Avoiding these bugs requires a deep understanding of the memory model: the rules governing how memory operations appear across threads, and how fences or barriers enforce ordering. Unfortunately, these models are notoriously complex, even being referred to as the “rocket science of computer science“.
Progress in this area has come from a feedback loop between testing real systems and refining formal specifications. This has led to tools that make memory models more approachable. Broadly, these fall into two categories: testing tools that observe actual GPU behavior, and formal tools that model it. This post surveys both approaches and shows how they can be used together to evaluate tools like ScopeAdvice. But first, some background.

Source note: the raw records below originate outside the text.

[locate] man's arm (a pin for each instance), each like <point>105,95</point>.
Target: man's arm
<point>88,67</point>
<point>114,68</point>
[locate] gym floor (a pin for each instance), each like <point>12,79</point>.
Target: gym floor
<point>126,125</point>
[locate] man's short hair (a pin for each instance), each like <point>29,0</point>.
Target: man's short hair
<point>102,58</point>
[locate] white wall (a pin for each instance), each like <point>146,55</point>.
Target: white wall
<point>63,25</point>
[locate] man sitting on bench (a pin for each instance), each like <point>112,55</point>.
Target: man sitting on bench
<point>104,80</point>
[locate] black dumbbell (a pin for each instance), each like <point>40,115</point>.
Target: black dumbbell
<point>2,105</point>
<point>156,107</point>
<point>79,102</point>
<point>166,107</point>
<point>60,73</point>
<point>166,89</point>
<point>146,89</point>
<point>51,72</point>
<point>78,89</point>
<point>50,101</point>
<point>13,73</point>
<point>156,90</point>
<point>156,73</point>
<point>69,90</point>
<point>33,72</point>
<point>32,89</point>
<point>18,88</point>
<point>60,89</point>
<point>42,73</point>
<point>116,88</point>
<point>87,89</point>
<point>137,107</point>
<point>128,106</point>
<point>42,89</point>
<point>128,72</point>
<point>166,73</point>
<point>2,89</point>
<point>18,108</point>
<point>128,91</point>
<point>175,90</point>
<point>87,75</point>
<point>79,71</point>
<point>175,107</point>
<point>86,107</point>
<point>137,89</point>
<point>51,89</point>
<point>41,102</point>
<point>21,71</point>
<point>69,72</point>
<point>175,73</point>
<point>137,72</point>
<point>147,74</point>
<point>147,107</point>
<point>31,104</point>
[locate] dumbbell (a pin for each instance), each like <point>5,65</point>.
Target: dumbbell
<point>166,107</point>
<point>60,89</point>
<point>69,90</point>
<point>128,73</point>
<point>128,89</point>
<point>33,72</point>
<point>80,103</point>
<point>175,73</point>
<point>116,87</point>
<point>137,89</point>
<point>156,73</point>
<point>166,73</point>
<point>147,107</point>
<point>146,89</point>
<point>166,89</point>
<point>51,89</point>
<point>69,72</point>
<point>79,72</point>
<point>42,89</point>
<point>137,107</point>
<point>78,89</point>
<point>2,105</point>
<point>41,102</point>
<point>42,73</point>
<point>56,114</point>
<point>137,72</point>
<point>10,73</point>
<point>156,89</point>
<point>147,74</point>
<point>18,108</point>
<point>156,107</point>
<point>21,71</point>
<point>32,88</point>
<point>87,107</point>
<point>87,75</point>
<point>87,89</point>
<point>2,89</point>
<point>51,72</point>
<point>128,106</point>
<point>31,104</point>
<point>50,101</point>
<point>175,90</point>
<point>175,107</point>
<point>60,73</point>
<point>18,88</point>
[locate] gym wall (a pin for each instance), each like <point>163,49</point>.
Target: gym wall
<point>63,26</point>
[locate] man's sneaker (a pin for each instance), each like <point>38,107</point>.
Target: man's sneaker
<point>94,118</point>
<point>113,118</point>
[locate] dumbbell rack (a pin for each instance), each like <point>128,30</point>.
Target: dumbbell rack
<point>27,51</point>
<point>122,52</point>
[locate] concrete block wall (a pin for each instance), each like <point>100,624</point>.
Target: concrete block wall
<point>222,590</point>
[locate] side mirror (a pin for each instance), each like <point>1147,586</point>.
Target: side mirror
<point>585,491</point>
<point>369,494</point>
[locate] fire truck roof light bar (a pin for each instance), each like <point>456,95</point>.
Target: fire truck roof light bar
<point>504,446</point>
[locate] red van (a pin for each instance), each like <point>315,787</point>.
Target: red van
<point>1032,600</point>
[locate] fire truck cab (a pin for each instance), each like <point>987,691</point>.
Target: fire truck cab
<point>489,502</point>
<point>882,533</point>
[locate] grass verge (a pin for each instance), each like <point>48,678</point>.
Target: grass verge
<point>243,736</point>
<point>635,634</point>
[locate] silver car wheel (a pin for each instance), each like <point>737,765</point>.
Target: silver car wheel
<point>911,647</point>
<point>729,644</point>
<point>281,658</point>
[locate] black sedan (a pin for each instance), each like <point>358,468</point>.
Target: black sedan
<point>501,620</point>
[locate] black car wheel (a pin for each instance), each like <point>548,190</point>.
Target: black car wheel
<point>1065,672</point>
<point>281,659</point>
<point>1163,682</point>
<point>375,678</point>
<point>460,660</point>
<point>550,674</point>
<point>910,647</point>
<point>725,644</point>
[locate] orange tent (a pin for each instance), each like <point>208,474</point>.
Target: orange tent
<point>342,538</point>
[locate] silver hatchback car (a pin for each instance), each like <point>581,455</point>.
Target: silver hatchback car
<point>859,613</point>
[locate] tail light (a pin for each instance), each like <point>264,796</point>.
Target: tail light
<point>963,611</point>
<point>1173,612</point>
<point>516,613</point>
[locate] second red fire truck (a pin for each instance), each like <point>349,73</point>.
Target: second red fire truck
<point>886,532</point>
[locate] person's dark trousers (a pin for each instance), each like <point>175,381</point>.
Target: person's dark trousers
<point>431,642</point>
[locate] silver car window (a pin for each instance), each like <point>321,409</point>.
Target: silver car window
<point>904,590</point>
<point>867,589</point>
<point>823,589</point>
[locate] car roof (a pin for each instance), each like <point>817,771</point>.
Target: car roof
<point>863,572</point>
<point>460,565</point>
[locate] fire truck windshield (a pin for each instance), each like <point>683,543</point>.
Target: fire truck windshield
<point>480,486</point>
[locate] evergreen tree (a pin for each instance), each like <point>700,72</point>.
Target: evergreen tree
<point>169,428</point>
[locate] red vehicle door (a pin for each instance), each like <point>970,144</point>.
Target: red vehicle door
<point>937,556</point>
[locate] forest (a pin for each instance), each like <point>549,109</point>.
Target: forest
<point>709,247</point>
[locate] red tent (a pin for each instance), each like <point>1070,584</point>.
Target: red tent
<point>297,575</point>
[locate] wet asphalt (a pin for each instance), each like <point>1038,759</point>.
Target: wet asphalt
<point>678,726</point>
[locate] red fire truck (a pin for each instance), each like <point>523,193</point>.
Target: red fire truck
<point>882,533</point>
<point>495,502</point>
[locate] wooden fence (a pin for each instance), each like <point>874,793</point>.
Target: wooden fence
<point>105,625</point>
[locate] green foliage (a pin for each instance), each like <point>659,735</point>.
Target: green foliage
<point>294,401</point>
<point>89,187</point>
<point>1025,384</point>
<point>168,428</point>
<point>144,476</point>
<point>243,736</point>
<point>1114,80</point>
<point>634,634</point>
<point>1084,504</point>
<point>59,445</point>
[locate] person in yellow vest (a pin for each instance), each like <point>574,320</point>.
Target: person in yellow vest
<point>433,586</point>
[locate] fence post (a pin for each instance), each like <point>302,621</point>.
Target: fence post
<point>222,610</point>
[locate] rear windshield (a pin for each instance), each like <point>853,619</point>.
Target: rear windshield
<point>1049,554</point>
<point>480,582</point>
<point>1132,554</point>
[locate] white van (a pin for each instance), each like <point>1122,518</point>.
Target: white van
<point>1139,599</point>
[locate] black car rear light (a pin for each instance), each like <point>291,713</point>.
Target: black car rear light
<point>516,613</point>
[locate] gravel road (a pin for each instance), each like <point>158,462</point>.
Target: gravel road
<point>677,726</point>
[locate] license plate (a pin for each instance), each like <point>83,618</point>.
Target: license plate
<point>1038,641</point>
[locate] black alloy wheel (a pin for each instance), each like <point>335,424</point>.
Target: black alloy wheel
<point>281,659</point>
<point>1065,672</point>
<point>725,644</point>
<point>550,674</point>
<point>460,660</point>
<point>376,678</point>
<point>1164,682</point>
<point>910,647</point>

Background: GPUs and Memory Models
CUDA, introduced by NVIDIA in 2007, enabled general-purpose programming on GPUs and marked a major shift in GPU computing. Today, many high-level GPU languages exist (e.g., AMD’s HIP, Apple’s Metal, Microsoft’s HLSL), but since ScopeAdvice targets CUDA, we use CUDA terminology here.
Threads are organized into a hierarchy of scopes mapped to hardware units called grids (all threads that execute across the GPU), divided into threadblocks (threads sharing a streaming multiprocessor and fast scratchpad memory), which are further divided into warps (threads executing SIMD-style). Each level supports different synchronization mechanisms, governed by CUDA’s memory model.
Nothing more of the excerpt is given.